Transform and Lighting, bandwidth caching and interactivity...

I’m currently working on my own game engine and I am using data that is not compiled into a BSP tree. With that in mind, a level that I am loading has alpha channel transparency in some textures, and the level is broken down into many objects. I’m trying to figure out how I should incorperate transparency, and a way to optimize collision detection. The manner I was thinking of doing this was to use OpenGL to handle transformation and lighting, and to grab the results into world space, then transform solid ones into camera space, then sort and render transparent polygons, and then flip the page, then using the world space polys and calculate collision detection from them.

What I am wondering about though is performance. Letting opengl transform and light the objects and then grabing those transformed objects, will that still use like for example Radeons or GeForces GPU, and if it does I would imagine that bandwidth between the video card and memory would double, how much would you think that would make a diffrence? I realise I can reduce bandwidth by keeping a track of object changes and using the world cache if the object has not changed.

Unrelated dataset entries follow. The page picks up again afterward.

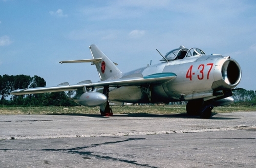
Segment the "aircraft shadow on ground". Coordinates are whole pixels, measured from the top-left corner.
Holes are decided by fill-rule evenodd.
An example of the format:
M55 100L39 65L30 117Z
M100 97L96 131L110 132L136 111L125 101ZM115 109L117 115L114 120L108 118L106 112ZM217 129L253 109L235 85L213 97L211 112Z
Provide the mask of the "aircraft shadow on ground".
M212 113L211 117L209 119L237 119L239 118L234 118L231 115L219 115L220 113ZM97 114L80 114L80 113L61 113L61 114L49 114L47 115L71 115L71 116L87 116L95 118L114 118L115 117L146 117L146 118L199 118L198 115L188 115L186 113L178 114L149 114L146 113L124 113L124 114L114 114L112 116L104 116ZM225 116L225 117L223 117Z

Does any one have any further experience dealing with this issue?

Hi,
You do realize that ‘sorting polygons’ without structures like BSP’s or portals isn’t that simple?
And to draw transparent textures it’s almost always required to sort polygons (or you’ll get visual artifacts)
As for ‘grabbing’ stuff from your 3d card, that is not adviseable… 3d hardware is not designed, and certainly not optimized to actually receive data back from the card…

All that matters is your target platform and what it’s capabilities are…
if you’re targetting cards that have a GPU, then use matrices for all your rotations and transformations etc.
Don’t worry about caching, trying to do anything but the most optimized path will get you low framerates…
These days 3d cards are incredibly fast…
Just think of this, i made a test engine that loaded a q3 map and rendered it to the screen without any bsp, just plain brushes…
I got 90fps or higher…
on a Geforce1…
Ofcourse, in a game you’ll need to do a lot more, like collision detection etc.
But it does show that drawing a little bit more than what you’re seeing and letting the GPU do all your transformations is a lot more effective than doing the transformations on the CPU and desperatly trying to draw only the polygons that you’ll see…

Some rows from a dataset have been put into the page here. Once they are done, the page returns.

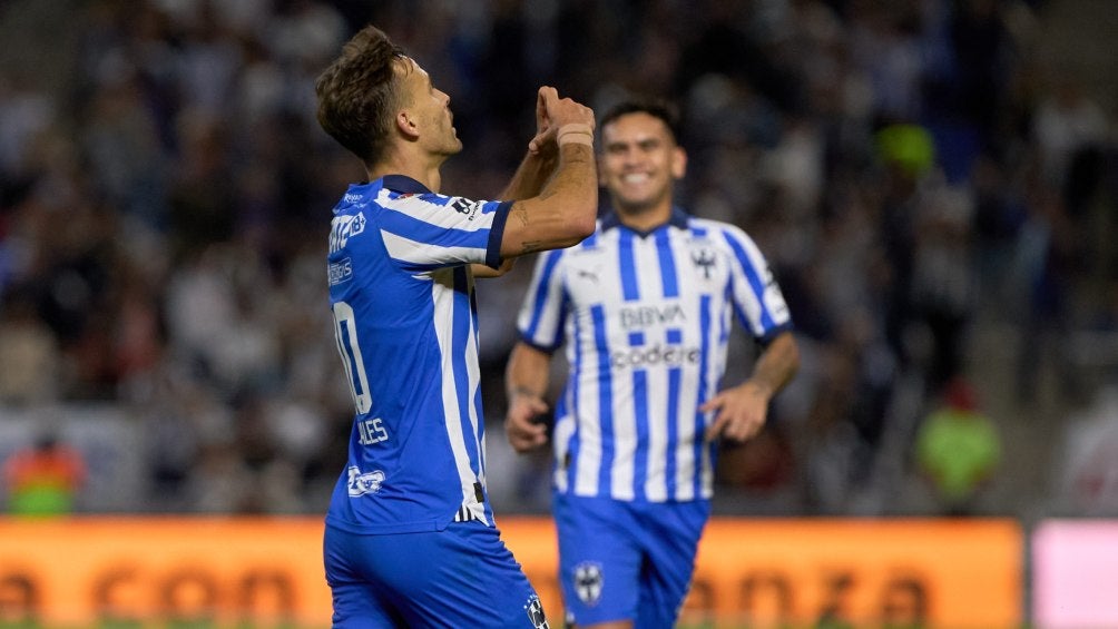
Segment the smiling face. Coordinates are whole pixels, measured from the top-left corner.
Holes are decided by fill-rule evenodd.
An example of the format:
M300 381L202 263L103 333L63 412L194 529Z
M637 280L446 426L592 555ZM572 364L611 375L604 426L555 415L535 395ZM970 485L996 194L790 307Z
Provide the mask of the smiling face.
M401 112L407 114L416 141L427 152L437 155L453 155L461 151L462 141L454 128L451 97L437 89L427 70L410 57L404 57L398 68Z
M618 215L666 220L672 187L686 169L686 154L667 125L645 112L624 114L603 127L601 146L599 180Z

Keep in mind that moving data is probably a bigger performance drain than doing calculations (which preferably you’ll want to do using the GPU)
Try to do everything in as few steps as possible, and above all time everything and try every possibility you can think of, sometimes you might be suprised.
Try using structures like brushes instead of polygons, at least for collision detection…

Interestingly enough JC is using straight brush data parsed out of .map files in doom3…
Somehow he’s calculating edge coherency, t-spans & having at the very least some structure to do vsd with, and all of this when loading the level…
So it should be fairly fast…

That is why I was asking, to find out what is the most optimized path.

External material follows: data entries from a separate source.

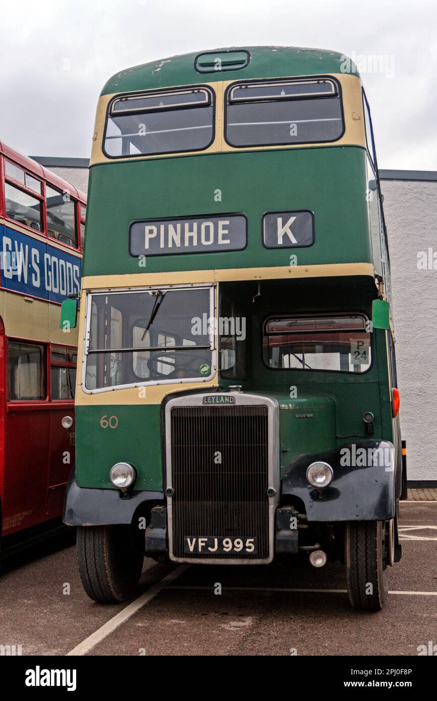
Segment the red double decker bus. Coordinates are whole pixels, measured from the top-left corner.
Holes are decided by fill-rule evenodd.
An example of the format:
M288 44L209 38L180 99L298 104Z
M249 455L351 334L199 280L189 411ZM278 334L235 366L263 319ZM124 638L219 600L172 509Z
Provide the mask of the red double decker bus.
M7 551L56 524L74 461L77 331L60 327L60 304L80 290L86 198L1 142L0 184L0 524Z

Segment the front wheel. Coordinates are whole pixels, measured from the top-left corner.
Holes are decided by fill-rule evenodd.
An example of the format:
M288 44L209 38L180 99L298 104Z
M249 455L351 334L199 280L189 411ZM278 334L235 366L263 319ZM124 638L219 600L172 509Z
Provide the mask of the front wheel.
M344 559L349 601L354 608L380 611L389 594L388 529L383 521L347 523Z
M130 545L130 526L87 526L77 529L77 557L90 599L114 604L135 592L144 557Z

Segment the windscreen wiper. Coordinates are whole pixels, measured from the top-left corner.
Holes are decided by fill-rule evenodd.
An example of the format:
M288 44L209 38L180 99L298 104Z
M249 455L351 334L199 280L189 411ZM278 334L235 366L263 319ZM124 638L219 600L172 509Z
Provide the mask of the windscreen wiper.
M166 294L165 292L161 292L161 290L159 290L156 292L156 297L155 297L155 301L154 301L154 306L153 306L153 308L152 308L152 313L150 314L150 318L149 319L149 321L147 322L147 325L146 326L145 331L144 331L144 334L142 334L142 336L141 336L141 340L142 341L144 341L144 336L146 335L146 334L149 331L149 327L153 324L154 319L155 318L156 314L158 313L158 310L159 309L159 307L161 306L161 303L162 302L163 299L164 299L164 294Z

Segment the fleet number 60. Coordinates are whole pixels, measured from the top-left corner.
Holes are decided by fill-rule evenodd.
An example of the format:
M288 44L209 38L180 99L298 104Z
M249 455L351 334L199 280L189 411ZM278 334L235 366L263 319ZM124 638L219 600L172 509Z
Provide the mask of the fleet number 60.
M102 428L116 428L119 425L119 419L116 416L109 416L107 418L107 414L104 414L100 419L100 426Z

For collision physics, I need to view things in world coordinates, so that I may compare object motion and geometry to see if they collide, where they collide and then handle the collision. A scene/level, will be composed of places, but there are a lot of child objects to the world, such as instances of boxes crates and barrels, they will need to be transformed into world coordinates, which is either redundantly (once for rendering, another for physics calculations), or transformed only one time during rendering but allowing physics calculations access to an objects world transformed state.

Another part that is hard to deal with is games that use the mouse to select objects, this can be done by grabbing the geometry after projection before it is rendered, then see which polygon of which object is closer to the mouse, using simple math. While the other way to deal with that (and I have tried this before), is to use ray tracing, treat the mouse as a ray projected on the view plane through the view volume and see which polygon of which object it hits the closest. This also has diffrent ways of dealing with this in terms of redundant calculations, such as either translating polygons to screen coordinates when OpenGL already does this, or if using ray tracing, translating the ray into object space would be the fastest way, but still require some time setting up the matrices.

My concern as you can see is with redundant calculations. If there is a number of redundant calculations then this may not be such an optimized path as it seems. And I definetly agree that bandwidth is a strong issue with video cards, as I recall reading about the X Box being capable of rendering at high poly counts, but because of bandwidth will be limited, and they recommend using subdividable surfaces (beziers, nurbs, etc) to push the bandwidth down and polycount up. At the price of getting a GeForce today, I’d say that a number of people will have it in their computer some time in the future. So I’ll have to agree with you that caching is probably not the best route to go.

I still have to deal with transparency sorting though. It may not be so bad if I only use transparency minimaly in certain cases (in BSP trees, and particle systems), I could also simply use additive transparency for particle systems instead, but blending quality would be effected, and particle effects probably wont look as good or be limited to certain kinds of particles.